Sadly, I know that I have disappointed many of my own parishioners. Many, many there are who departed from our congregation pointing an accusing finger my way. Many of them were justified in doing so. I’ve been guilty of failing to show enough interest, compassion, care, and involvement in people’s lives. I don’t know of any who have left the faith altogether as a result of my weaknesses, but that’s doesn’t mean it hasn’t happened.
Of course, others have left because they simply wanted a kinder, gentler, more tolerant version of Christianity. They wanted to be able to do as they please without rebuke. And there are many who have left for a variety of other reasons, both good and bad.
But we should live our Christian lives in such a way that the gospel is complimented, enhanced, adorned by our association with it. Never should our attitude and actions give others an excuse to walk away from Christ. So-called Christians may still deconstruct and self-destruct. And, they may try to blame us for it. But their claims should never be legitimate.
Read Titus chapter 2. Regardless of what category you are in by reason of age, economic status, or any other defining characteristic, our lives must vouch for the gospel, not detract from it.
By the way, there are those who want to sweep the failures of Christian leaders under the rug so as to protect the reputation of the church and of Christianity. That is unreasonable and unbiblical. We are told to rebuke guilty leaders publicly so as to put the fear of God in the rest of those in leadership. There is pollution in every element of society, but we are called on to decry its existence wherever it manifests. That includes in our own circles. In fact, it especially includes our own circles. Judgment is to BEGIN at the house of God. We should be an example of intolerance when it comes to (for example) the abuse of power, the abuse of women and children, the abuse of financial resources, etc.
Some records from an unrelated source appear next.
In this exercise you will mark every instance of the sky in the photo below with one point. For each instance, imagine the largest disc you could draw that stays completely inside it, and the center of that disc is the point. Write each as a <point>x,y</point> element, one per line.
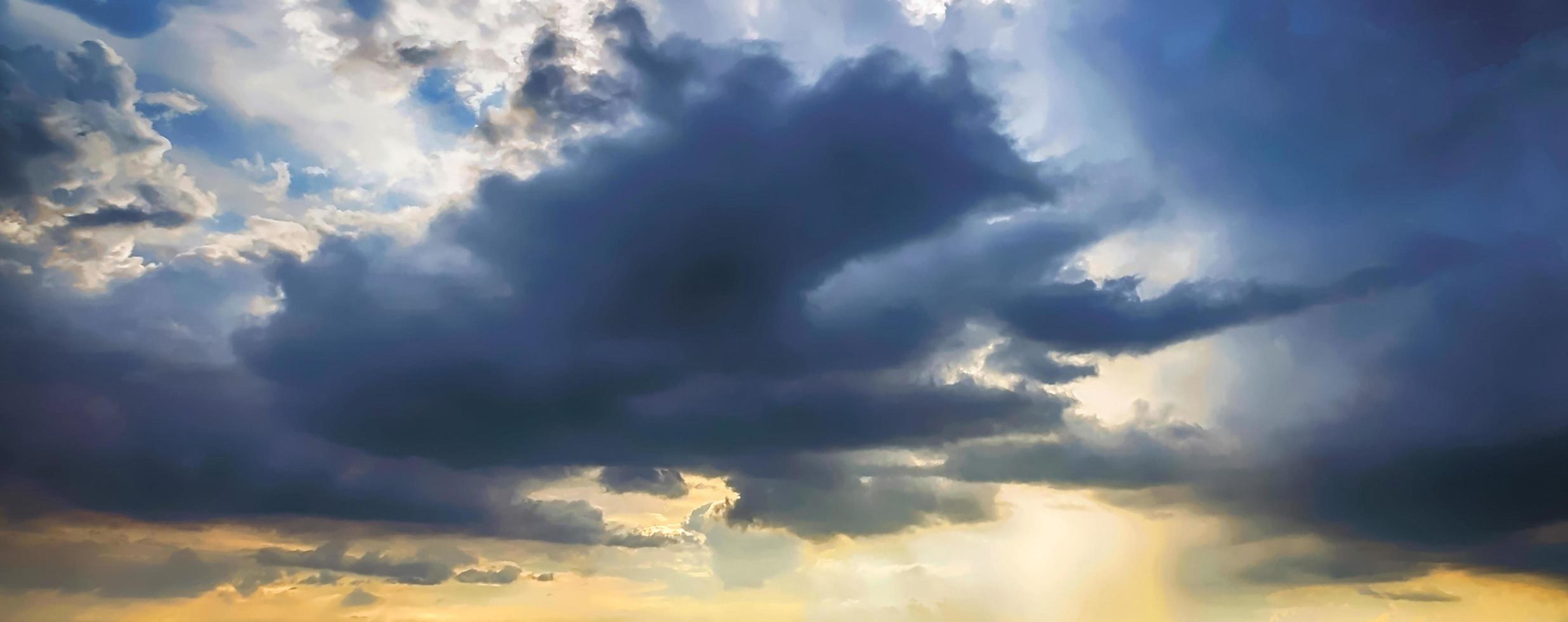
<point>822,310</point>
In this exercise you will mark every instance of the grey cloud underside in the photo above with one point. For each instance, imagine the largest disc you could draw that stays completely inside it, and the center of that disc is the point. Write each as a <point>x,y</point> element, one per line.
<point>490,577</point>
<point>334,557</point>
<point>648,480</point>
<point>681,294</point>
<point>1402,120</point>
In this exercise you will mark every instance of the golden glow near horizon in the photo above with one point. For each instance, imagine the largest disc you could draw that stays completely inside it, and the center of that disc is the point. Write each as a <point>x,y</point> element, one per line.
<point>1054,557</point>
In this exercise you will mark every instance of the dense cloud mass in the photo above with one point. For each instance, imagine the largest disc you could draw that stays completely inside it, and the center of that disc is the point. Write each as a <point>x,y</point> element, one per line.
<point>1402,120</point>
<point>82,169</point>
<point>854,293</point>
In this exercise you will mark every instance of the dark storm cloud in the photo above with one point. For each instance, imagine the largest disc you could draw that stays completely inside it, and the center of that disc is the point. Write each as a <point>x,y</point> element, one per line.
<point>126,18</point>
<point>687,294</point>
<point>1112,318</point>
<point>1035,363</point>
<point>821,498</point>
<point>1084,453</point>
<point>134,432</point>
<point>1329,133</point>
<point>693,338</point>
<point>1410,596</point>
<point>648,480</point>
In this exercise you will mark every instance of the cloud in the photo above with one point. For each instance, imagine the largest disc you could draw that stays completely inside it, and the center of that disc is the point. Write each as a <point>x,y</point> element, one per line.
<point>1430,418</point>
<point>743,558</point>
<point>1410,596</point>
<point>85,171</point>
<point>137,572</point>
<point>490,577</point>
<point>360,597</point>
<point>819,503</point>
<point>1035,363</point>
<point>334,557</point>
<point>1139,454</point>
<point>174,103</point>
<point>693,341</point>
<point>1114,318</point>
<point>656,481</point>
<point>124,18</point>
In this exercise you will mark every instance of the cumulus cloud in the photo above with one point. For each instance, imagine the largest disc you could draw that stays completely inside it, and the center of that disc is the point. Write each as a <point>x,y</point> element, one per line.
<point>85,171</point>
<point>360,597</point>
<point>1409,120</point>
<point>334,557</point>
<point>646,480</point>
<point>174,103</point>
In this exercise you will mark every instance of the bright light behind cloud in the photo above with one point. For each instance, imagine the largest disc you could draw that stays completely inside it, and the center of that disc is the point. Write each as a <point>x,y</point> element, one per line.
<point>865,310</point>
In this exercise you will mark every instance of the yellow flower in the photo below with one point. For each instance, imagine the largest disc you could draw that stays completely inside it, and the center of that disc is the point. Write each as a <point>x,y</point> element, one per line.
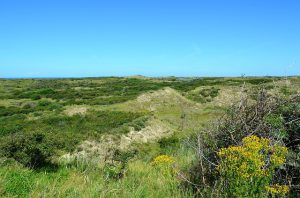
<point>278,189</point>
<point>163,159</point>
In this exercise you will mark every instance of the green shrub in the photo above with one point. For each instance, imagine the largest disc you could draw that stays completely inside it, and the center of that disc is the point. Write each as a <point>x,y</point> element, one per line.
<point>28,149</point>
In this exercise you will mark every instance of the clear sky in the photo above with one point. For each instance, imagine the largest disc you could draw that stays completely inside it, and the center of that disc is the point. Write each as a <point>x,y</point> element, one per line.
<point>72,38</point>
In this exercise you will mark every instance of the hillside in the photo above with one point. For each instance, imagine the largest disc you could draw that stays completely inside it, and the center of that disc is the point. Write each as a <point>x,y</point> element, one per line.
<point>97,137</point>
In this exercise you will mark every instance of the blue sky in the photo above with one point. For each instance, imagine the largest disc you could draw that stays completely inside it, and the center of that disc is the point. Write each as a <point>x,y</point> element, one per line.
<point>72,38</point>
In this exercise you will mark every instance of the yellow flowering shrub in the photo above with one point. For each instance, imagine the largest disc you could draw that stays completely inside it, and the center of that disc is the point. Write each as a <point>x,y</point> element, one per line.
<point>163,160</point>
<point>247,170</point>
<point>279,190</point>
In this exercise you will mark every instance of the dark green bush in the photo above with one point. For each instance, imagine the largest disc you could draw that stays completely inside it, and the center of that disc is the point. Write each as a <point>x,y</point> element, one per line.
<point>30,150</point>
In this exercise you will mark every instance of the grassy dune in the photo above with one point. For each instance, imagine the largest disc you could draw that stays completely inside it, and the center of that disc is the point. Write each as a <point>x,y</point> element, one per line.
<point>97,137</point>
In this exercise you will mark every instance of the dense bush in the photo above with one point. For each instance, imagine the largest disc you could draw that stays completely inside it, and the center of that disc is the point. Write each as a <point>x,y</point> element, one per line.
<point>277,119</point>
<point>31,150</point>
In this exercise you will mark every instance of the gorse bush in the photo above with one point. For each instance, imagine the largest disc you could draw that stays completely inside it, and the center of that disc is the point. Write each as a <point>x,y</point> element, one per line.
<point>247,170</point>
<point>252,151</point>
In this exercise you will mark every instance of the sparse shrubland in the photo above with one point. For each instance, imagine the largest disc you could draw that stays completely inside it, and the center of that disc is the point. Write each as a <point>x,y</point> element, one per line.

It will always exist everywhere. As long as men are sinners they will keep sinning. But as believers we should be quick to protect victims and to execute justice agains the perpetrators among us.
Eric (the podcaster) has been privy to an unusually large number of horror stories about evil done in the name of religion and in the name of Christianity. What a tragedy! As the Spirit leads you, pray for him. But pray also for yourself. Pray that your faith will remain strong and your conscience pure before God. And pray for those who are hurting; who have been hurt and who are being hurt. Pray that the love and truth of Jesus Christ will prevail. And pray that HE will return soon to put all of His enemies under His feet, and to deliver His children from the evil one; the tempter and accuser of the brethren.
But in the meantime, “Walk worthy of God, who has called you unto His kingdom and glory.” (1st Thessalonians 2:12).